Le FMI n'est pas le seul à fournir une assistance technique, même dans sa sphère de compétence. La plupart des organismes internationaux de développement, d'une manière ou d'une autre, mettent leur assistance technique au service du renforcement des capacités. Or, pour que ces concours puissent être efficaces, il est essentiel de les coordonner. Il n'y a pas de panacée en la matière et plusieurs formules sont mises à l'épreuve, depuis les plus générales jusqu'aux approches hautement spécialisées. Citons plusieurs exemples d'initiatives auxquelles le FMI contribue sur le plan mondial, régional et national.

  • À l'échelle mondiale, le Cadre intégré pour l'assistance technique liée au commerce en faveur des pays les moins avancés est une initiative interinstitutions3 destinée à faciliter la coordination de l'assistance technique liée au commerce extérieur. L'International Tax Dialog est une autre initiative moins formelle4 qui rassemble les pays en développement pour améliorer leur administration fiscale au moyen d'échanges et d'une meilleure coordination de l'assistance technique. L'Équipe de travail de Paris21 sur les indicateurs des capacités statistiques, présidée par le FMI, est l'une des nombreuses initiatives visant à améliorer les capacités statistiques.

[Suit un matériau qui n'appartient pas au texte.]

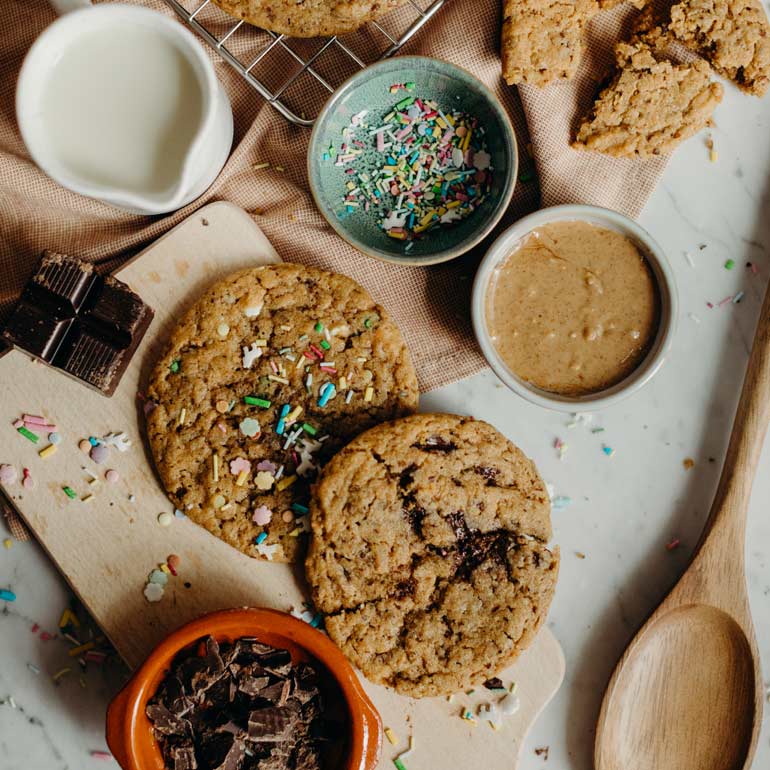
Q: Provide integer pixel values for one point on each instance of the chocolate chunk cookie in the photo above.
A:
(428, 553)
(266, 377)
(308, 18)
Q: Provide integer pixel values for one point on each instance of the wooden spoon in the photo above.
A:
(687, 693)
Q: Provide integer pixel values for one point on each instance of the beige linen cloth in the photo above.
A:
(430, 304)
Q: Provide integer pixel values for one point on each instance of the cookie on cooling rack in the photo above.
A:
(428, 554)
(309, 18)
(266, 377)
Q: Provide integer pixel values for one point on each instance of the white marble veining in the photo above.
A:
(624, 510)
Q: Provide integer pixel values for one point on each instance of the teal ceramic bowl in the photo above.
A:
(451, 88)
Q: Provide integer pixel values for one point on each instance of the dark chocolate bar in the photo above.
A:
(85, 324)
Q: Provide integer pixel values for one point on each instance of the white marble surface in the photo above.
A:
(624, 510)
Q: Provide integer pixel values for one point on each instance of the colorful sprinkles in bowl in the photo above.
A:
(420, 167)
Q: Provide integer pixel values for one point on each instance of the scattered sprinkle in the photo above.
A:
(47, 451)
(28, 434)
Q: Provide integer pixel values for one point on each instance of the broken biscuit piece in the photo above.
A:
(650, 106)
(542, 40)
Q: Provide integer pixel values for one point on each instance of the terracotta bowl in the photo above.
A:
(129, 732)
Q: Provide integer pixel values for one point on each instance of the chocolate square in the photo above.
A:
(84, 324)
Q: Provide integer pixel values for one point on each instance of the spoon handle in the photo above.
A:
(727, 520)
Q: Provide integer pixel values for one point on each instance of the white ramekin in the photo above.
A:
(664, 277)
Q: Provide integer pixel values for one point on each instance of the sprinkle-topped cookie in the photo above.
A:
(246, 418)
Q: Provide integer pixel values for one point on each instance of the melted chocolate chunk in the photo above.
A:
(240, 706)
(78, 321)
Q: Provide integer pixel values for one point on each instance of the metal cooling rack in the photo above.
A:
(296, 75)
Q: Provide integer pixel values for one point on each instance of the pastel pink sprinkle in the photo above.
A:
(262, 515)
(8, 474)
(112, 476)
(240, 465)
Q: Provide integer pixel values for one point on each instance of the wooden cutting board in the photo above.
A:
(106, 547)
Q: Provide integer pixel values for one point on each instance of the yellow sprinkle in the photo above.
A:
(75, 651)
(67, 617)
(428, 217)
(59, 674)
(285, 482)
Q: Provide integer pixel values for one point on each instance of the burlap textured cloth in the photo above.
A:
(431, 304)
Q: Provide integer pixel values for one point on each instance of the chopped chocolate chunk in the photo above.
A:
(240, 706)
(87, 325)
(183, 758)
(270, 725)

  • Sur le plan régional, le Partenariat pour le renforcement des capacités en Afrique (PACT), initiative dirigée par la Fondation pour le renforcement des capacités en Afrique, vise à renforcer les capacités humaines et institutionnelles en Afrique subsaharienne.

  • Au niveau des pays, l'aide au développement comprend généralement un volet de coordination de l'assistance technique des donateurs. Il importe qu'en matière de coordination les pays bénéficiaires soient aux commandes. La récente revue du processus des DSRP montre combien il est important et urgent que le soutien des donateurs s'aligne sur ces documents. Les DSRP ont de bonnes chances de renforcer les partenariats avec les pays et d'améliorer la coordination des donateurs.

Pour faire des objectifs du Millénaire une réalité, il faudra que tous les donateurs insistent plus sur le renforcement des capacités dans les pays pauvres et qu'ils coordonnent l'acheminement de leur assistance. Pour sa part, le FMI ciblera avec plus de précision son assistance dans ses sphères de compétence et veillera à une pleine complémentarité avec l'action de la Banque mondiale, du PNUD et des autres partenaires au développement. En se concentrant davantage sur leur vocation et en s'attachant aux domaines prioritaires de l'assistance technique, tous les partenaires au développement, dont le FMI, peuvent aider les pays pauvres à mettre pleinement en valeur leur capital humain au service d'un avenir meilleur.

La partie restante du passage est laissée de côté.